Best Practices for Classifying Employees
Employee classification can be a cumbersome practice. Therefore, you must follow the best practices while getting into the worker classification, such as:
- Consider every aspect of the employer-employee relationship. Before you can classify employees, you must first assess how much control you have over their job and how much you pay them. To avoid misclassification, it is essential to analyze the duration of their employment, contracts, benefits, and the work they perform.
- Make contracts that are aligned with the employment responsibilities of employees. When categorizing employees, ensure that their classification in the employment contract corresponds to their job responsibilities. By double-checking employment contracts, you can avoid job misclassification and related penalties.
- Understand the legal stances of the federal and state governments on what constitutes permanent or temporary employment, regular or part-time work, and minimum age limits concerning working hours and overtime.
- To manage employee expectations, include employee classification in their job descriptions. This will ensure that employees know their eligibility for benefits and other company programs.
- Notify employees early on if they are eligible for part-time work.
Can an Employee Change Classification Under Prevailing Wage?
Work done on the Prevailing Wage Jobs are subject to several classifications according to the nature of work performed. Under prevailing wage laws, workers must be paid per the rates determined for their job classification. Misclassification of workers is one of the most common prevailing wage rule breaches. It directly impacts the employee classification procedures of wages and overtime compensation.
Let’s look at a situation where this might occur in the real world. An employer may categorize an employee under a lower tier to minimize their payment rate. This is illegal and could eventually jeopardize the employer’s reputation.
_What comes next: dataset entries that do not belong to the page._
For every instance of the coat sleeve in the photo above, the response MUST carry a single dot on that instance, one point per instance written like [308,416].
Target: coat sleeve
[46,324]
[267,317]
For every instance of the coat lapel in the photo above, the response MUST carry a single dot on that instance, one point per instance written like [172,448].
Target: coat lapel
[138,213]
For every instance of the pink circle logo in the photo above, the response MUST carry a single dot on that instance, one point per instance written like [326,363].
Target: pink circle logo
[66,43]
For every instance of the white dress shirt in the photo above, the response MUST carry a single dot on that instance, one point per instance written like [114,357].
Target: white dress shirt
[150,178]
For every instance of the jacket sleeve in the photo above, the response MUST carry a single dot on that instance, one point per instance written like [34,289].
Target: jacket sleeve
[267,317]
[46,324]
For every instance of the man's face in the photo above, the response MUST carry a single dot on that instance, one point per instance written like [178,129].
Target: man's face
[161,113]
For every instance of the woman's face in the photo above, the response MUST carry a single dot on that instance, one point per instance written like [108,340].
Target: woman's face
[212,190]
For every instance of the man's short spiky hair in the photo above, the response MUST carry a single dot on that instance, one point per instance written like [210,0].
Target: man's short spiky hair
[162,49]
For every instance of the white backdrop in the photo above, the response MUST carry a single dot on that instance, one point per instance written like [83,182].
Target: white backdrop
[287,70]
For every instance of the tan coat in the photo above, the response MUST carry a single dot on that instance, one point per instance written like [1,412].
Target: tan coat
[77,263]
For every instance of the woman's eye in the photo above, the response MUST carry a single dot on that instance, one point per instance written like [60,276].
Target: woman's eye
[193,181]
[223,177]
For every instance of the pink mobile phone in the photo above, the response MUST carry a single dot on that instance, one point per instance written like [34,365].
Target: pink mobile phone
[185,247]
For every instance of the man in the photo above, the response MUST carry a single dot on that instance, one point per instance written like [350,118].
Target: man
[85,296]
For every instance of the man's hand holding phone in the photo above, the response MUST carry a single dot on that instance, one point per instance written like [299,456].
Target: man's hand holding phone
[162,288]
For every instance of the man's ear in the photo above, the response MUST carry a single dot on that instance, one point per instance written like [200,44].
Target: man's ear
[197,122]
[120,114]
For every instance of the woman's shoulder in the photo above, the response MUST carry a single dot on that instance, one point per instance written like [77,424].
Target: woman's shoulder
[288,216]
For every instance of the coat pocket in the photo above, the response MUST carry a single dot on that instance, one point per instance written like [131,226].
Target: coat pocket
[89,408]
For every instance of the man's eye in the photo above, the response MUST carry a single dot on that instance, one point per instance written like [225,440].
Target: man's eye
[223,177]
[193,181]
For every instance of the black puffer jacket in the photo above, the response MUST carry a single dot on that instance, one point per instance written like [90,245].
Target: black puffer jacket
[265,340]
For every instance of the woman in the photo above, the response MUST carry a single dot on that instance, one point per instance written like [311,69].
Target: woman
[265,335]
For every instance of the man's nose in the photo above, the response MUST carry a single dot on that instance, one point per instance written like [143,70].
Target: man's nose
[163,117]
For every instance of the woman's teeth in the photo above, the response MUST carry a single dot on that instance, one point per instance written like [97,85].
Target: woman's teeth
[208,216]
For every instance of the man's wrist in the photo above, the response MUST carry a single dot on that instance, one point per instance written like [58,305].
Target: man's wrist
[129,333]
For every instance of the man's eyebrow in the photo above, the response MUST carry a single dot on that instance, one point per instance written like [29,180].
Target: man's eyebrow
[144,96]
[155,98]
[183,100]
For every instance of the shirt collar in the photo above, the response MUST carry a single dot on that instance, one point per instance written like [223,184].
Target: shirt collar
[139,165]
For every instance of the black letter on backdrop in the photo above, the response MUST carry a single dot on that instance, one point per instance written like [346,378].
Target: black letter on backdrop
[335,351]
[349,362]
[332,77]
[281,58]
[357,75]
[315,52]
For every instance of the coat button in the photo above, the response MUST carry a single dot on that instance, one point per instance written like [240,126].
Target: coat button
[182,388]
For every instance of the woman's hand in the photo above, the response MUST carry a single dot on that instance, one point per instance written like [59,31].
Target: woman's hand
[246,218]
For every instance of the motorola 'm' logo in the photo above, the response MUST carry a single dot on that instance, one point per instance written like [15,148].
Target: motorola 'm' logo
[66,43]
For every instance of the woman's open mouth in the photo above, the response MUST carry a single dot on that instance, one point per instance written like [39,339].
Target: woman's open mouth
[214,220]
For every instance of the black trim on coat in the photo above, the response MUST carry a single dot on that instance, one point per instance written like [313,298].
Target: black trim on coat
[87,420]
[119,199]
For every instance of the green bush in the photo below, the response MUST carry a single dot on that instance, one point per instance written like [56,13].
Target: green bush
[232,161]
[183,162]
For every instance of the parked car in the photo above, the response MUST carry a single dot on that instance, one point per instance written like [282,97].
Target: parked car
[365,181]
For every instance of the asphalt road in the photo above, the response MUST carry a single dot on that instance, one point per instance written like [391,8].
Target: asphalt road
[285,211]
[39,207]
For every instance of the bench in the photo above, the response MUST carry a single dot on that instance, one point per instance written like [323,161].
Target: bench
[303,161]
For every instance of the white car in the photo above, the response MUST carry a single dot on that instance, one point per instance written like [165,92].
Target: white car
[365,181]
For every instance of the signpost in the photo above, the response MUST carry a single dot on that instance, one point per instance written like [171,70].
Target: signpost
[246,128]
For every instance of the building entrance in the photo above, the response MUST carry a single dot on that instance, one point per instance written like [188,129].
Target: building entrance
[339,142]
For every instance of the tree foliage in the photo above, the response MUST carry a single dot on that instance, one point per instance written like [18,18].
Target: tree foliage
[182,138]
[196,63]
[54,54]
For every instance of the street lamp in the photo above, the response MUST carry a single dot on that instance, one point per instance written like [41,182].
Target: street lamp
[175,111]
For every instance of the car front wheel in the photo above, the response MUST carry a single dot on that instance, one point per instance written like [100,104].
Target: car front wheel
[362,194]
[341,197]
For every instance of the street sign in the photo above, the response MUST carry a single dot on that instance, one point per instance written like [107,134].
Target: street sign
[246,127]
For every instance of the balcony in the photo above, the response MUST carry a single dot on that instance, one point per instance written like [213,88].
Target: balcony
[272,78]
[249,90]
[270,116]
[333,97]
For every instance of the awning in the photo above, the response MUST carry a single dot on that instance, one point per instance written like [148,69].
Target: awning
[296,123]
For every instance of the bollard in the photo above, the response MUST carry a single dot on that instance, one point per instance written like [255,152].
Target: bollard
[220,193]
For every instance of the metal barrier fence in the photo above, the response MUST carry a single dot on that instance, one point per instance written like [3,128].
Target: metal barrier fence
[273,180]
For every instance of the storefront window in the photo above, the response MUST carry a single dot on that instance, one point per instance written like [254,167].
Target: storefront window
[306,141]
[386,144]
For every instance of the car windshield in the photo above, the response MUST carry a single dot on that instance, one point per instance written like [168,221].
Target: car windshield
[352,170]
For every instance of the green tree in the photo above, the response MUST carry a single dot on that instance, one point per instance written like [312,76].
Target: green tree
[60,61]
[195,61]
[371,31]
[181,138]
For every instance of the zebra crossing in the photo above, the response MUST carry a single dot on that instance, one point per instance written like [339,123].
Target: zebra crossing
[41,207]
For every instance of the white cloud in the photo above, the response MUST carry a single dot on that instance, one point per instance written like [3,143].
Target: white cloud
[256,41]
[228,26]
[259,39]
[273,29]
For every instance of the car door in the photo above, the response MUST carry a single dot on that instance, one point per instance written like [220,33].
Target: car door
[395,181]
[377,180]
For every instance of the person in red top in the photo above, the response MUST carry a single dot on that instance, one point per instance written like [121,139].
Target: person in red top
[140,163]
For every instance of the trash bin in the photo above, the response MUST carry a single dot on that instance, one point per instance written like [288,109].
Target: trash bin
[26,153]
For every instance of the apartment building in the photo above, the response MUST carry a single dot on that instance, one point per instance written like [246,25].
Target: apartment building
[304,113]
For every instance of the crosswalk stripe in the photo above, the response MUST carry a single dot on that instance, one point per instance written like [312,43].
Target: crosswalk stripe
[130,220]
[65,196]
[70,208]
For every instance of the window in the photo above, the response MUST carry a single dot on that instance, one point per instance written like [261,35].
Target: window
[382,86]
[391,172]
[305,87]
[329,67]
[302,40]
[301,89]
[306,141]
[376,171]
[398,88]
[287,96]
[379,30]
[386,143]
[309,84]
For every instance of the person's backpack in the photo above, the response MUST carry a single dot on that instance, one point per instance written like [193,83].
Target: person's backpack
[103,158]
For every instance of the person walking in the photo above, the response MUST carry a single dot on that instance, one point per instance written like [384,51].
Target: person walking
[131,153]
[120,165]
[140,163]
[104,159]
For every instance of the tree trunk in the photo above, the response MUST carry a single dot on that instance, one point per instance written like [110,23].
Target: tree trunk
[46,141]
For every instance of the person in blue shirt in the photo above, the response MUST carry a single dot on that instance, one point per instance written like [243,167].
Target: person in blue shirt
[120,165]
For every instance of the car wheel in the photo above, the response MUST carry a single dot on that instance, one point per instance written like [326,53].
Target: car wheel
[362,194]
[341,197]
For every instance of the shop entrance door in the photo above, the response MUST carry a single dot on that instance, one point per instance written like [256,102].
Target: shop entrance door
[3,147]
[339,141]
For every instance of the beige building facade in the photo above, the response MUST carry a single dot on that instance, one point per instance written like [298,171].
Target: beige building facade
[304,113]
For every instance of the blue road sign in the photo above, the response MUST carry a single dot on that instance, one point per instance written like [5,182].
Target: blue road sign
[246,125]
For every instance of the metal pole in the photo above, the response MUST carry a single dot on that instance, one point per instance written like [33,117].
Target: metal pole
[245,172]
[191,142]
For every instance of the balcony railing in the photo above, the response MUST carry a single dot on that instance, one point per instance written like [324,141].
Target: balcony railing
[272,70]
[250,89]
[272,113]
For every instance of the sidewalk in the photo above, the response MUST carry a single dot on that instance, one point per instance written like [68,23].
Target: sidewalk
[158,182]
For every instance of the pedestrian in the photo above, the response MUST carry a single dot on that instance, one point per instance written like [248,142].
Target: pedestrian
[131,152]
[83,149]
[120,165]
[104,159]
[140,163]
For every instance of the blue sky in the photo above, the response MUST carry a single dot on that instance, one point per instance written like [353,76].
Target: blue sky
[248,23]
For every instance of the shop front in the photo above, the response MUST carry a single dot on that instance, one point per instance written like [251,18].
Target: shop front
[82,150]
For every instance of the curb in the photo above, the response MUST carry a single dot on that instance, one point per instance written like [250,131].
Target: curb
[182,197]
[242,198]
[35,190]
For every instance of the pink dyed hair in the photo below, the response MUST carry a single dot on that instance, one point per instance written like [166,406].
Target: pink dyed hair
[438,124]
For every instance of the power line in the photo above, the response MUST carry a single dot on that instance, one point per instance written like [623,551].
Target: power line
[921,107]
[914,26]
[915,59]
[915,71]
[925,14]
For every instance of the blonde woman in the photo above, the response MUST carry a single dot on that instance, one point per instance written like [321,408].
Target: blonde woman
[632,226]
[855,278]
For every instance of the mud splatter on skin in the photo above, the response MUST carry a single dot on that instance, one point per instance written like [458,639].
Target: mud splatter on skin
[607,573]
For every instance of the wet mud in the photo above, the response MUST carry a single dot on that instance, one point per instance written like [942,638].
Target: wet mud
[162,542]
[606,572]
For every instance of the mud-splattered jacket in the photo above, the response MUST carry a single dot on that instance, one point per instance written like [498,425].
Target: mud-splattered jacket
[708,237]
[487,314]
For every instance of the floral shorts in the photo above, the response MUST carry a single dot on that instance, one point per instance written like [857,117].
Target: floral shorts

Hence, if an employee on a prevailing wage job performs specific tasks under a particular category, they must be paid at that rate.
How Can Multiplier Help?
At Multiplier, we can help you with all aspects of employee classification. We can manage payroll and other employment-related activities like full-time employees, independent contractors, freelancers, etc.
You can contact us and smoothen your entire workflow and management of exempt and non-exempt employees.
Frequently Asked Questions
Q. Are volunteers full-time employees?
No, they work part-time with the organization without committing to working hours.
Q. What purpose does employee classification serve?
It helps better understand the categories of employees and their association with an organization.
Q. What is FTE?
FTE refers to full-time equivalent. Organizations use this unit to understand the parity of hours between two work zones.